Triumph!” repeated Glorvina, in an accent tenderly reproachful, yet accompanied by a look proudly indignant—“Triumph!

How I cursed the coxcomical expression in my heart, while I fell at her feet, and kissing the hem of her robe, without daring to touch the hand I had relinquished, said, “Does this look like triumph, Glorvina?” Glorvina turned towards me a face in which all the witcheries of her sex were blended—playful fondness, affected anger, animated tenderness, and soul-dissolving languishment. Oh! she should not have looked thus, or I should have been more or less than man.

With a glance of undeniable supplication, she released herself from that glowing fold, which could have pressed her forever to a heart where she must forever reign unrivalled. I saw she wished I should think her very angry, and another pardon was to be solicited, for the transient indulgence of that passionate impulse her own seducing looks had called into existence. The pardon, after some little pouting playfulness, was granted, and I was suffered to lead her to that Gothic sofa where our first tete-a-tete had taken place; and partly by artifice, partly by entreaty, I drew from her the little history of the treasured snow-drops, and read from her eloquent eyes more than her bashful lip would dare to express.

Thus, like the assymtotes of a hyperbola, without absolutely rushing into contact, we are, by a sweet impulsion, gradually approximating closer and closer towards each other.

Ah! my dear friend, this is the golden age of love; and I sometimes think, with the refined Weiland, in certain degree, with the first kiss—mine, therefore, is now in its climacteric.

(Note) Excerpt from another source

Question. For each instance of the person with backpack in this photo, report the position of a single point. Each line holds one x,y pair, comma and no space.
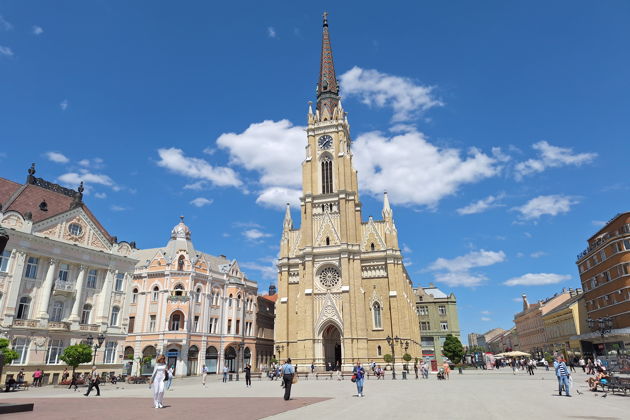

The impetuosity with which I rush on every subject that touches her, often frustrates the intention with which I sit down to address you. I left this letter behind me unfinished, for the purpose of filling it up, on my return, with answers to those I expected to receive from you. The arguments which your friendly foresight and prudent solicitude have furnished you, are precisely such as the understanding cannot refute, nor the heart subscribe to.

You say my wife she cannot be—and my mistress! perish the thought! What! I repay the generosity of the father by the destruction of the child! I steal this angelic being from the peaceful security of her native shades, with all her ardent, tender feelings thick upon her: I,

‘“Crop this fair rose, and rifle all its sweetness!”

No; you do me but common justice when you say, that though you have sometimes known me affect the character of a libertine, yet never, even for a moment, have you known me forfeit that of a man of honour. I would not be understood to speak in the mere commonplace worldly acceptation of the word, but literally, according to the text of moral and divine laws.